Mekansız edebiyat olmaz. İnsan,zaman ve mekan edebiyat sanatının materyal unsurları arasında yer alır. Edebi metinlerin devir,şahsiyet,eser açısından çözümlenmesiise, edebiyat araştırmalarının temelini teşkil eder. Klasik edebiyatın ve halk edebiyatının mekan tasavvuru kendine özgüdür. Edebiyatımızda Cumhuriyet dönemine kadar mekan genellikle İstanbul ile sınırlı kalmış; İstanbul’un da Çamlıca ve Beyoğlu gibi muhitleri, Tanzimat döneminden sonraki edebiyatımızın önemli mekanlarını oluşturmuştur. Ahmet Mithat Efendi, Namık Kemal, Recaizade Mahmut Ekrem, MehmetRauf ve Halit Ziya gibi yazarların romanları tarandığında bu yargı daha iyi anlaşılır. Ahmet Mithat’ın Bahtiyarlık; Nabizade Nazım’ın Karabibik gibi birkaç metin istisna edilirse şair ve yazarlarımızın konularını İstanbul ile sınırladığını taşra olarak nitelenen Anadolu’daki mekanlarda yaşayan insanları görmezden geldikleri anlaşılır. Servet-i Fünun şair ve yazarlarının dikkatleri ise,günlük hassasiyetlerle birlikte evin içine yönelmiştir.

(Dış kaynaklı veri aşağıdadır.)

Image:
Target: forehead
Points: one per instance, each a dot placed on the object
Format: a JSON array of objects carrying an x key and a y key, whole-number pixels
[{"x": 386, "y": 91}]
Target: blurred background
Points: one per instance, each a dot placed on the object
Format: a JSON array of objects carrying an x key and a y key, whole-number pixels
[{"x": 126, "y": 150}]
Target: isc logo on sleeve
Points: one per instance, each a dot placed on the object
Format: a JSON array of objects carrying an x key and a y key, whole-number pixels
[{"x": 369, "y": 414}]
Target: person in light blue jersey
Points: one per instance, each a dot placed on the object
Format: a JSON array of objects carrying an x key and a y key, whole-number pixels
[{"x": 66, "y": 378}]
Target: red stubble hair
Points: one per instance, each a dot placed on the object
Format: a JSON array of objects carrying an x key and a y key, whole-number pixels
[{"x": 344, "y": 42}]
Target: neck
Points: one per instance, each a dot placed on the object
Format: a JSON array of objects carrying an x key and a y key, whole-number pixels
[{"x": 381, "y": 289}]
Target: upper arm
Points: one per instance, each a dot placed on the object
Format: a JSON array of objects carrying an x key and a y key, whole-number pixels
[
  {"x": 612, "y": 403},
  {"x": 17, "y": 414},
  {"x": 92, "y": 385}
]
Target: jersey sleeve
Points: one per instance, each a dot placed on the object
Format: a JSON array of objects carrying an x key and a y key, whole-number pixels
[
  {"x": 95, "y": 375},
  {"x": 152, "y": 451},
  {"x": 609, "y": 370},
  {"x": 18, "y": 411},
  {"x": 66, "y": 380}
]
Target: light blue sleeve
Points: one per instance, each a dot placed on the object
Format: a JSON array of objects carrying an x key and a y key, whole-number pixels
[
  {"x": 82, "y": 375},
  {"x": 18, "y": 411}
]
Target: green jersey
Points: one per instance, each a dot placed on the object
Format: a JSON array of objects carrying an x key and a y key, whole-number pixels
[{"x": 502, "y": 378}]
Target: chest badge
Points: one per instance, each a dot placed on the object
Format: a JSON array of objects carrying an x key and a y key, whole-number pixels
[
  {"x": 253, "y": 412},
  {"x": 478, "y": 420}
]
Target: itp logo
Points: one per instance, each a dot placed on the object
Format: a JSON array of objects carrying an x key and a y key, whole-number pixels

Anadolu’nun bütün hatlarıyla edebiyatımıza girişi XX. Yüzyılda özelikle II. Meşrutiyetten (1908) sonra gerçekleşmiştir. Öncüleri: Mehmet Emin Yurdakul, Rıza Tevfik Bölükbaşı, Ziya Gökalp ve Ömer Seyfettin gibi edebiyatçılarımızdır. Halide Edip Adıvar, Yakup Kadri Karaosmanoğlu, Reşat Nuri Güntekin, Refik Halit Karay, MŞE, Sabahattin Ali, Nazım Hikmet ve Yaşar Kemal gibi şair ve yazarlar ile bu eğilim sürmüştür.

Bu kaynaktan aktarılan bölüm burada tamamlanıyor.